Ordinance would allow gray water use

An Augusta builder would like to include water conservation technology into new home construction, and Columbia County officials want to help.


"One of the things we're initially offering and implementing is the ability to recapture rainwater from the roof and gutters into tanks that are placed underground during construction," said Paul Meyer, who owns Nassau Development Inc. and co-owns Begreen Products Inc. with Thomas Coulson. "You then have a pump system whereby you can reclaim that water for your sprinkler system."

Mr. Meyer, who recently started Begreen Products to offer builders green technologies for new houses, said he'd also like to use the rainwater system to recycle "gray water" for irrigation.

"Gray water is any water you use in the house that doesn't have fecal matter in it, or matter that comes from a kitchen sink," said Columbia County Water Utility Director Billy Clayton. "The things that go down showers or washing machines ... can be used to water plants and shrubs without causing any harm."

County commissioners will entertain the first reading of a new ordinance Tuesday to allow builders to refit showers, washing machines and other gray water-producing appliances for irrigation purposes, commission Chairman Ron Cross said.

The average household, Mr. Clayton said, produces between 4,000 to 5,000 gallons of gray water each month. The advantages of such a system, Mr. Meyer and Mr. Clayton said, are a reduction in stormwater runoff and a reduction in wastewater. Some communities in Florida already use gray water reclamation systems, Mr. Meyer said. Australians use gray water on fires, he said.

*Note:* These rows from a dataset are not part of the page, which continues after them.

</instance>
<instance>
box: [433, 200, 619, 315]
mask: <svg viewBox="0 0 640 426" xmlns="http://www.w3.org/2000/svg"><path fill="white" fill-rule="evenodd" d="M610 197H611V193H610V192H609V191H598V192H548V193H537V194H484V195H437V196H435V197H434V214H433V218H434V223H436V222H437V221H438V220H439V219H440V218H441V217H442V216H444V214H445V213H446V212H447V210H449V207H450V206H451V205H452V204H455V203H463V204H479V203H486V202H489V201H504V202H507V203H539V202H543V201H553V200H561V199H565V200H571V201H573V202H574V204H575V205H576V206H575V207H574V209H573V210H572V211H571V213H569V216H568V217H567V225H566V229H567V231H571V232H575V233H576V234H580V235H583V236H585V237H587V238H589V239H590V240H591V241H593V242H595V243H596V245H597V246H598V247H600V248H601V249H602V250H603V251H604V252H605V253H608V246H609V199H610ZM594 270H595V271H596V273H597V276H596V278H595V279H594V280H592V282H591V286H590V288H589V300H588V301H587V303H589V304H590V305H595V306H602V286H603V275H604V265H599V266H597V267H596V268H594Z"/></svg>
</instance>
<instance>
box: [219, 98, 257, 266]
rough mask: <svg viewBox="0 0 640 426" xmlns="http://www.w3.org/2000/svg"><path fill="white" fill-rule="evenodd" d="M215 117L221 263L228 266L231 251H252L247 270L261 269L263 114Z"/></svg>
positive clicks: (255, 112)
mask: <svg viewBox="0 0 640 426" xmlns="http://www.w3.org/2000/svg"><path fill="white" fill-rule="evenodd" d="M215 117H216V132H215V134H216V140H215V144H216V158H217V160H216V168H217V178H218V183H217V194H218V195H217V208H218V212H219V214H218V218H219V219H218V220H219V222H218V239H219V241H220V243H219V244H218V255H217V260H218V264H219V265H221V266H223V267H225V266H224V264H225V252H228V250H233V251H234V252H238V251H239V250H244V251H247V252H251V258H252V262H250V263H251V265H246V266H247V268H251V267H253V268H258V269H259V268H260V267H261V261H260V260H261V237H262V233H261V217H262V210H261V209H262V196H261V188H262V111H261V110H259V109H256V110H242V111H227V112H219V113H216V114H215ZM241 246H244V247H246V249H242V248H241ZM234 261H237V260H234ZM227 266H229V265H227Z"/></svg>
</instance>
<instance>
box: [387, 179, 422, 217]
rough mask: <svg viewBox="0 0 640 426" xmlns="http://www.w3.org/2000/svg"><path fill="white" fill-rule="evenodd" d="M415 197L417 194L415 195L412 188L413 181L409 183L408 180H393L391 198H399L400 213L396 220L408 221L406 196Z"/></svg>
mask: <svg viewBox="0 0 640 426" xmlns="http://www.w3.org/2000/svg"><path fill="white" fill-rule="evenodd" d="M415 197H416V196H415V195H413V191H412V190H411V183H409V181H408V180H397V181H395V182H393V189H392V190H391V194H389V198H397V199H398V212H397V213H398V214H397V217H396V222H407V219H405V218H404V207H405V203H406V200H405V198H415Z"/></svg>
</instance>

"There are numerous positive aspects to installing such a system," he said of the system that costs about $3,000. "You'd be able to water your grass on days your neighbor might not be able to because of drought. You'll also save money on your water bill and, possibly, on your stormwater fee."

So far, Mr. Meyer's company has installed the rainwater reclamation system for three houses under construction.

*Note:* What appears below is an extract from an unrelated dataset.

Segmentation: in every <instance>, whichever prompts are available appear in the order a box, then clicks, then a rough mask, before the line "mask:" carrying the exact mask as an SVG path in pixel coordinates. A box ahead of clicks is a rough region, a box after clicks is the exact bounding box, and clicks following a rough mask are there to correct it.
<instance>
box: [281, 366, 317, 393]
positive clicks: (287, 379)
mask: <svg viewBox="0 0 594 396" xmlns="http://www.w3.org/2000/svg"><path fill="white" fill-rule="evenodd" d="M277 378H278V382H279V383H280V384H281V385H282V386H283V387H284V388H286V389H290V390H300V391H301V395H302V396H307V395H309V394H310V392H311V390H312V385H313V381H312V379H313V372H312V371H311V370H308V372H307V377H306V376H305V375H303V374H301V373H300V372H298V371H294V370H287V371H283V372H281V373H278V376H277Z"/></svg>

"Right now, we're working primarily with new construction, but we're hoping, at some point, we'll also be able to offer the system to existing homes," he said.

The Richmond County Board of Health in July approved an ordinance, pending an attorney's review, allowing the use of gray water on flower gardens, lawns and for composting. The wastewater would not be allowed for use on a vegetable garden and may not drain off the property.

Currently, state regulations only allow rainwater reclamation systems to be used through sprinklers, Mr. Clayton said.

State code allows for storage of gray water for irrigation purposes, said Ernest Earn, an Environmental Protection Division natural resource program worker, but the water must be administered with a handheld watering device. To irrigate with gray water using an underground watering system, a permit from a county's health department would be needed, he said.

Mr. Earn said the state Department of Community Affairs will discuss a change to the plumbing code Nov. 5 that might allow the use of treated gray water for toilets and urinals.